İttihat ve Terakki'ye muhalif bir gazeteci olan Hasan Fehmi Bey'in Nisan 1909'da suikaste uğraması üzerine cemiyet karşıtları bir ayaklanma girişiminde bulundular. Bu ayaklanmayı Selanik'ten gelen Hareket Ordusu bastırdı ve İttihat ve Terakki iktidardaki yerini iyice pekiştirmiş oldu. 31 Mart vakasından sorumlu olarak tutulan 2. Abdulhamit tahttan indirilerek yerine 5. Mehmet Reşat getirildi. İlerleyen yıllarda padişah tamamen cemiyetin kuklasına dönüştü ve yönetim meclisin tekeline kaldı.

Bab-ı Ali baskını ve sonrası

İttihat ve Terakki iktidar olarak büyümeye devam ederken zamanla bu büyümenin eksisi olarak birliğini sağlayamamaya başladı. Cmiyet içinde ortaya çıkan bölünmeler sonucu mecliste muhalif gruplar ortaya çıktı. Bu muhalif gruplardan en güçlüsü olan Hürriyet ve İtilaf Fırkası 1912'de iktidarı ele geçirdi. Bu gelişme sonrasında ise Ocak 1913'te Enver Paşa önderliğinde silahlı bir İttihat ve Terakki grubu Bab-ı Ali'yi meclisin toplandığı sırada basarak silah zoruyla yönetimi ele geçirdi ve İttihat ve Terakki tekrar iktidara gelmiş oldu.

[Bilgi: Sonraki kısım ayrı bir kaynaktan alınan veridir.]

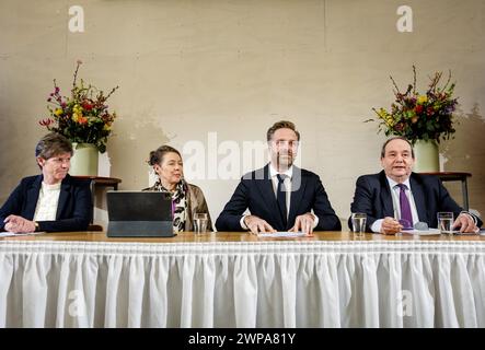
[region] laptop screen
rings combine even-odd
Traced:
[[[172,198],[159,191],[107,191],[109,221],[172,221]]]

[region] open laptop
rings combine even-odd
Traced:
[[[109,190],[108,237],[172,237],[172,198],[158,191]]]

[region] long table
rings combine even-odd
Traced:
[[[485,236],[0,238],[0,327],[485,327]]]

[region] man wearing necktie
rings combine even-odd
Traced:
[[[437,176],[413,173],[414,160],[408,140],[391,138],[381,150],[383,171],[357,179],[350,210],[367,213],[367,231],[395,234],[417,222],[437,228],[437,213],[451,211],[457,218],[454,229],[477,232],[480,218],[460,208]]]
[[[293,165],[300,133],[291,121],[267,131],[270,162],[241,178],[216,221],[218,231],[340,231],[320,177]],[[249,209],[250,213],[245,213]]]

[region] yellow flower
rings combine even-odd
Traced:
[[[418,104],[424,104],[424,103],[427,103],[428,102],[428,96],[426,96],[426,95],[420,95],[418,98],[417,98],[417,103]]]

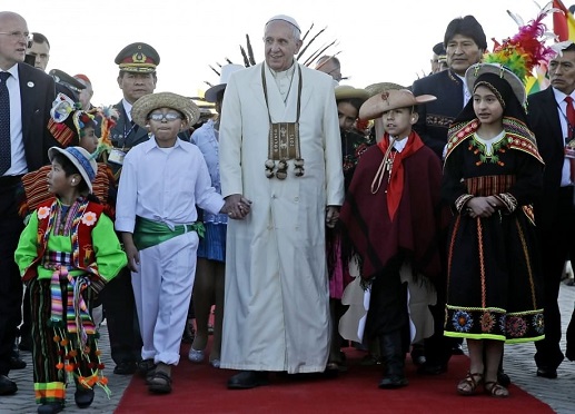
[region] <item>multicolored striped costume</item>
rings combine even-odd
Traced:
[[[39,404],[63,403],[67,378],[109,393],[88,310],[95,293],[126,266],[127,258],[102,211],[102,205],[87,198],[71,206],[52,198],[38,207],[20,236],[14,257],[30,289]]]

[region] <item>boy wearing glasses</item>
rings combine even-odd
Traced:
[[[133,105],[131,117],[151,138],[123,160],[116,229],[132,272],[141,357],[156,365],[148,373],[148,387],[165,394],[171,392],[171,367],[179,362],[204,234],[196,205],[211,214],[228,213],[228,206],[211,187],[201,151],[178,138],[199,118],[191,100],[171,92],[146,95]],[[250,209],[246,199],[234,207],[231,218],[242,218]]]

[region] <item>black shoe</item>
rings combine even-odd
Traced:
[[[138,363],[138,373],[143,377],[147,377],[153,369],[156,369],[153,359],[142,359]]]
[[[539,368],[537,368],[537,376],[543,376],[544,378],[555,379],[557,377],[557,369],[548,368],[548,367],[539,367]]]
[[[23,369],[26,368],[26,361],[19,356],[10,357],[10,369]]]
[[[417,374],[439,375],[447,372],[447,364],[433,364],[425,362],[417,368]]]
[[[6,375],[0,375],[0,395],[13,395],[18,391],[18,385],[7,377]]]
[[[242,371],[228,379],[229,390],[248,390],[260,385],[268,385],[266,371]]]
[[[132,375],[136,372],[136,363],[133,361],[123,361],[116,365],[113,373],[116,375]]]
[[[512,378],[509,378],[509,375],[505,374],[505,372],[500,369],[497,371],[497,382],[499,385],[503,385],[507,388],[512,384]]]
[[[408,384],[409,384],[409,382],[403,375],[389,375],[389,376],[384,376],[381,378],[381,381],[379,382],[378,386],[379,386],[379,388],[383,388],[383,390],[393,390],[393,388],[400,388]]]
[[[452,348],[452,355],[465,355],[462,344],[454,344]]]
[[[38,407],[38,414],[53,414],[63,410],[62,403],[46,403]]]
[[[30,337],[30,335],[24,335],[20,337],[18,349],[32,352],[32,338]]]
[[[88,408],[93,401],[93,390],[83,388],[81,385],[77,386],[78,388],[73,394],[73,401],[76,402],[76,405],[78,405],[78,408]]]
[[[185,344],[191,344],[196,335],[194,334],[194,329],[186,323],[186,328],[184,329],[184,335],[181,335],[181,342]]]
[[[412,362],[415,365],[422,366],[425,364],[426,358],[425,358],[425,349],[423,346],[414,345],[414,347],[412,348],[410,355],[412,355]]]

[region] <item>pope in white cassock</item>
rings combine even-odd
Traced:
[[[266,61],[235,72],[224,98],[222,196],[252,201],[228,223],[221,367],[241,371],[229,388],[323,372],[329,354],[325,226],[344,201],[341,144],[331,78],[297,62],[301,43],[293,18],[272,17]]]

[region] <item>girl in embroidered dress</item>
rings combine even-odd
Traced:
[[[544,337],[531,203],[543,160],[526,125],[525,88],[498,63],[466,72],[472,100],[449,128],[442,196],[454,216],[447,246],[445,335],[467,339],[470,367],[457,392],[506,397],[497,383],[505,343]]]
[[[88,309],[127,264],[111,219],[91,196],[93,158],[81,147],[52,147],[48,156],[48,189],[56,197],[31,215],[14,255],[30,289],[38,413],[63,408],[67,378],[81,408],[91,404],[93,386],[109,393]]]

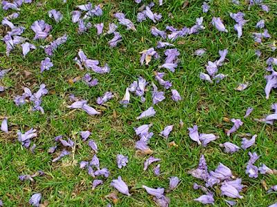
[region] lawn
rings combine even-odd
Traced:
[[[259,6],[249,7],[247,1],[240,1],[235,5],[231,0],[214,0],[208,2],[211,6],[207,13],[202,12],[204,1],[165,0],[163,6],[155,6],[153,12],[161,13],[161,21],[154,23],[150,19],[138,23],[136,14],[138,8],[150,1],[142,1],[137,4],[132,0],[123,1],[91,1],[93,6],[101,3],[103,14],[93,17],[89,21],[94,25],[104,23],[104,32],[108,30],[109,23],[118,26],[117,32],[123,41],[115,48],[110,48],[108,41],[113,34],[97,35],[93,26],[82,34],[77,32],[78,23],[71,22],[71,12],[77,5],[88,1],[62,0],[33,1],[32,3],[24,3],[20,8],[19,17],[11,21],[17,26],[26,28],[21,37],[34,44],[37,49],[31,50],[25,58],[21,54],[20,45],[17,45],[8,57],[5,55],[6,44],[0,42],[0,69],[12,68],[2,79],[0,86],[6,87],[0,92],[1,119],[8,117],[9,132],[0,132],[0,199],[4,206],[28,206],[30,197],[36,193],[42,195],[42,203],[48,206],[106,206],[112,204],[106,195],[114,192],[118,197],[114,206],[155,206],[152,196],[142,188],[143,185],[151,188],[168,188],[168,178],[177,176],[181,179],[177,188],[166,193],[170,199],[170,206],[202,206],[203,204],[193,201],[204,193],[193,189],[193,183],[204,185],[204,181],[193,177],[188,172],[198,165],[201,155],[204,155],[208,169],[213,170],[222,163],[228,166],[235,177],[240,177],[245,185],[240,195],[242,199],[229,199],[221,196],[220,186],[212,188],[214,193],[215,206],[226,206],[224,199],[238,201],[238,206],[268,206],[276,202],[276,192],[267,193],[262,185],[264,181],[268,187],[277,184],[274,175],[261,175],[257,178],[250,178],[245,173],[247,163],[249,159],[249,152],[256,152],[261,155],[256,165],[263,163],[271,168],[277,168],[277,147],[276,124],[266,124],[255,121],[264,118],[271,112],[271,106],[276,102],[276,91],[271,91],[269,99],[266,99],[264,88],[266,80],[264,76],[270,72],[265,70],[266,61],[269,57],[276,57],[270,48],[277,37],[277,4],[274,0],[264,0],[270,10],[263,11]],[[39,3],[39,6],[37,6]],[[63,14],[62,20],[56,23],[50,18],[48,11],[55,9]],[[229,13],[243,12],[244,19],[248,20],[243,27],[243,34],[238,38],[233,29],[235,22]],[[1,19],[12,13],[0,8]],[[114,17],[115,12],[122,12],[134,22],[136,31],[127,30],[126,27],[118,24]],[[199,34],[177,38],[175,41],[163,40],[150,33],[152,26],[161,30],[166,26],[176,28],[188,28],[195,25],[197,17],[203,17],[205,29]],[[213,17],[220,17],[228,32],[218,31],[211,23]],[[52,26],[50,34],[53,39],[66,33],[67,41],[61,45],[51,57],[53,63],[49,70],[40,72],[40,63],[47,56],[39,46],[49,43],[49,39],[33,40],[34,32],[30,26],[36,20],[43,19]],[[262,43],[256,43],[252,32],[262,32],[264,29],[256,28],[260,19],[265,19],[265,28],[271,35],[269,39],[262,39]],[[0,26],[0,35],[3,37],[8,27]],[[159,68],[164,63],[164,51],[166,48],[156,48],[159,41],[168,41],[175,45],[180,52],[179,63],[175,72],[166,68]],[[160,55],[158,59],[152,59],[148,66],[141,66],[140,52],[154,48]],[[204,48],[206,52],[202,57],[194,55],[196,50]],[[228,49],[226,59],[219,73],[227,77],[219,83],[213,83],[201,80],[200,72],[206,72],[205,66],[208,61],[214,61],[219,58],[219,50]],[[98,74],[91,70],[80,70],[73,59],[82,50],[88,58],[99,60],[100,65],[107,63],[110,72]],[[262,55],[258,57],[256,50]],[[277,69],[276,68],[276,69]],[[171,90],[166,90],[155,79],[154,72],[165,72],[164,79],[172,83],[170,89],[176,89],[182,100],[178,102],[171,99]],[[74,82],[74,78],[82,77],[86,73],[98,79],[97,86],[89,87],[82,81]],[[123,107],[120,101],[125,89],[139,77],[145,78],[149,84],[145,92],[146,101],[131,93],[130,103]],[[249,82],[248,87],[242,91],[235,88],[240,83]],[[156,115],[154,117],[136,120],[143,111],[152,106],[151,83],[154,83],[159,91],[164,91],[166,99],[154,106]],[[48,93],[42,97],[42,106],[45,113],[32,111],[32,103],[17,106],[14,98],[21,95],[23,88],[28,87],[36,92],[39,86],[44,83]],[[102,106],[96,104],[98,97],[107,91],[114,93],[114,97]],[[83,110],[73,110],[67,106],[72,103],[69,95],[88,101],[90,106],[101,111],[100,115],[90,116]],[[244,118],[249,107],[253,108],[253,112]],[[228,119],[227,119],[228,118]],[[244,124],[228,137],[225,130],[233,126],[226,121],[233,118],[240,119]],[[180,120],[184,126],[179,124]],[[143,163],[149,155],[143,155],[135,148],[135,143],[139,139],[134,130],[134,127],[152,123],[150,131],[154,132],[149,142],[153,150],[152,156],[161,159],[148,169],[143,170]],[[213,133],[219,138],[208,144],[206,147],[199,146],[190,139],[188,128],[194,124],[198,126],[199,132]],[[168,125],[174,125],[168,139],[159,135],[161,131]],[[31,146],[37,147],[34,153],[29,148],[23,147],[17,140],[17,131],[22,132],[33,128],[37,130],[37,137],[31,139]],[[89,139],[93,139],[98,147],[97,157],[100,168],[107,168],[110,175],[101,177],[102,185],[92,190],[93,177],[88,175],[85,169],[80,168],[81,161],[91,160],[95,152],[83,141],[80,131],[89,130]],[[256,144],[251,148],[229,154],[219,146],[226,141],[240,146],[242,137],[246,133],[257,135]],[[53,154],[48,152],[50,147],[56,145],[54,137],[62,135],[65,139],[71,139],[75,145],[66,148],[71,155],[59,161],[52,163],[63,148],[59,144]],[[175,141],[176,146],[170,146]],[[129,162],[125,167],[119,169],[116,164],[116,155],[127,156]],[[157,164],[161,165],[161,175],[156,176],[153,168]],[[45,175],[34,178],[34,181],[22,181],[18,179],[21,175],[33,175],[42,170]],[[129,186],[132,196],[127,197],[110,186],[114,179],[121,176]]]

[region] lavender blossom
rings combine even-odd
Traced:
[[[70,152],[66,150],[63,150],[62,152],[56,158],[52,160],[52,162],[55,162],[61,159],[63,157],[70,155]]]
[[[52,68],[54,65],[51,62],[50,58],[46,57],[44,60],[41,61],[40,63],[40,72],[44,72],[44,70],[49,70],[51,68]]]
[[[53,18],[56,22],[60,22],[62,19],[62,14],[59,11],[55,10],[51,10],[48,12],[50,18]]]
[[[245,150],[246,149],[253,146],[255,144],[256,137],[257,135],[255,135],[252,137],[251,139],[247,139],[247,138],[242,138],[242,146],[241,146],[242,148]]]
[[[179,181],[180,179],[177,177],[171,177],[169,178],[169,189],[170,190],[175,189],[177,187]]]
[[[118,176],[117,179],[113,179],[111,181],[111,186],[121,193],[127,195],[127,196],[131,196],[131,195],[129,193],[128,186],[122,180],[120,176]]]
[[[224,147],[224,152],[231,154],[238,152],[240,149],[239,146],[231,142],[225,142],[224,144],[220,144],[220,147]]]
[[[171,132],[171,131],[173,129],[173,126],[174,126],[174,125],[170,125],[170,126],[166,126],[164,130],[161,132],[160,135],[161,136],[166,137],[166,139],[168,139],[169,134]]]
[[[152,106],[151,106],[148,110],[143,112],[138,117],[136,118],[136,119],[138,120],[143,118],[151,117],[153,117],[155,114],[155,110],[153,108]]]
[[[0,128],[0,130],[1,130],[2,132],[6,132],[6,133],[8,132],[8,119],[7,119],[6,117],[5,117],[5,118],[3,119],[2,123],[1,123],[1,128]]]
[[[116,155],[116,163],[118,168],[121,169],[123,166],[126,166],[128,163],[128,157],[122,155]]]

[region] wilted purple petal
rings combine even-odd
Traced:
[[[161,132],[160,135],[161,136],[166,137],[166,139],[168,139],[169,134],[171,132],[171,131],[173,129],[173,126],[174,126],[174,125],[170,125],[170,126],[166,126],[166,128],[163,129],[163,130],[162,132]]]
[[[39,207],[42,197],[42,195],[41,193],[35,193],[29,199],[29,204],[32,205],[32,206]]]
[[[80,11],[72,11],[71,12],[71,21],[73,23],[76,23],[79,21],[80,17],[81,17],[82,12]]]
[[[256,25],[256,28],[262,29],[262,28],[263,28],[264,27],[265,27],[265,20],[263,20],[263,19],[260,20],[260,21],[257,23],[257,24]]]
[[[161,161],[161,159],[159,158],[154,158],[154,157],[150,157],[146,161],[144,162],[144,168],[143,170],[145,171],[148,166],[153,162],[154,161]]]
[[[118,176],[117,179],[113,179],[111,183],[111,186],[115,188],[117,190],[127,195],[127,196],[130,196],[131,195],[129,193],[128,186],[122,180],[121,177]]]
[[[274,174],[273,170],[264,164],[262,164],[258,170],[260,174]]]
[[[52,68],[54,65],[51,62],[50,58],[46,57],[44,60],[41,61],[40,63],[40,72],[44,72],[44,70],[49,70],[51,68]]]
[[[96,176],[104,176],[105,177],[108,177],[109,175],[109,172],[107,168],[102,168],[101,170],[98,170],[94,172]]]
[[[231,142],[225,142],[224,144],[220,144],[220,147],[224,147],[224,152],[227,153],[231,153],[233,154],[235,152],[238,152],[240,148],[235,144],[233,144],[233,143]]]
[[[94,25],[94,26],[97,29],[97,35],[101,34],[103,32],[104,23],[96,23]]]
[[[2,123],[1,124],[1,130],[2,132],[8,132],[8,119],[6,117],[5,117]]]
[[[100,179],[95,179],[92,182],[92,190],[94,190],[98,186],[102,185],[103,181]]]
[[[48,12],[50,18],[54,18],[56,22],[60,22],[62,19],[62,14],[60,12],[55,10],[51,10]]]
[[[116,163],[118,168],[121,169],[123,166],[126,166],[127,164],[128,163],[128,157],[122,155],[117,155]]]
[[[177,177],[171,177],[169,179],[169,189],[171,190],[175,189],[177,187],[179,181],[180,179]]]
[[[202,6],[203,12],[206,13],[208,12],[208,10],[210,9],[210,6],[208,5],[206,2],[204,2]]]
[[[92,140],[92,139],[89,140],[88,145],[89,145],[89,146],[90,146],[91,148],[91,149],[94,152],[96,152],[96,153],[97,153],[98,148],[97,146],[96,143],[93,140]]]
[[[247,112],[245,113],[244,118],[248,117],[253,110],[254,109],[253,108],[249,107],[247,110]]]
[[[190,138],[194,141],[196,141],[199,145],[201,145],[197,126],[194,125],[193,128],[188,128],[188,130],[189,131],[188,135],[190,136]]]
[[[242,199],[243,197],[241,196],[238,190],[231,185],[224,184],[221,188],[221,195],[226,195],[232,198],[239,198]]]
[[[156,189],[156,188],[149,188],[146,186],[143,186],[142,187],[146,190],[146,192],[149,195],[154,195],[158,198],[162,197],[164,193],[164,188],[158,188]]]
[[[81,135],[81,137],[83,141],[86,141],[87,139],[89,138],[91,134],[91,132],[87,130],[80,132],[80,135]]]
[[[156,114],[156,111],[152,106],[143,112],[136,119],[138,120],[143,118],[153,117]]]
[[[61,159],[63,157],[70,155],[70,152],[66,150],[63,150],[62,152],[56,158],[52,160],[52,162],[55,162]]]
[[[212,24],[220,32],[228,32],[220,17],[213,17]]]
[[[213,199],[213,195],[212,194],[203,195],[199,198],[193,199],[195,201],[200,202],[203,204],[214,204],[215,199]]]
[[[252,137],[251,139],[247,139],[247,138],[242,138],[242,148],[245,150],[246,149],[250,148],[252,145],[255,144],[256,137],[257,135],[255,135]]]
[[[239,119],[231,119],[231,121],[232,121],[234,125],[230,130],[226,132],[227,136],[230,136],[231,133],[237,131],[238,129],[243,124],[243,122]]]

Yaşanan bu iç karışıklıklardan sonra Balkan Savaşları ve 1. Dünya Savaşı'nı takip eden süreç içerisinde alınan yenilgiler ve kaybedilen saygınlık sonucu İttihat ve Terakki kendini feshederek farklı yerlerde farklı isimlerle faaliyetlerine devam etme kararı aldı. Örneğin; Kurtuluş Savaşı'ndan hatırladığımız Müdafaa-i Hukuk ve direniş örgütlerinin çoğu İttihat ve Terakki'ye ait eski yapılanmalardır.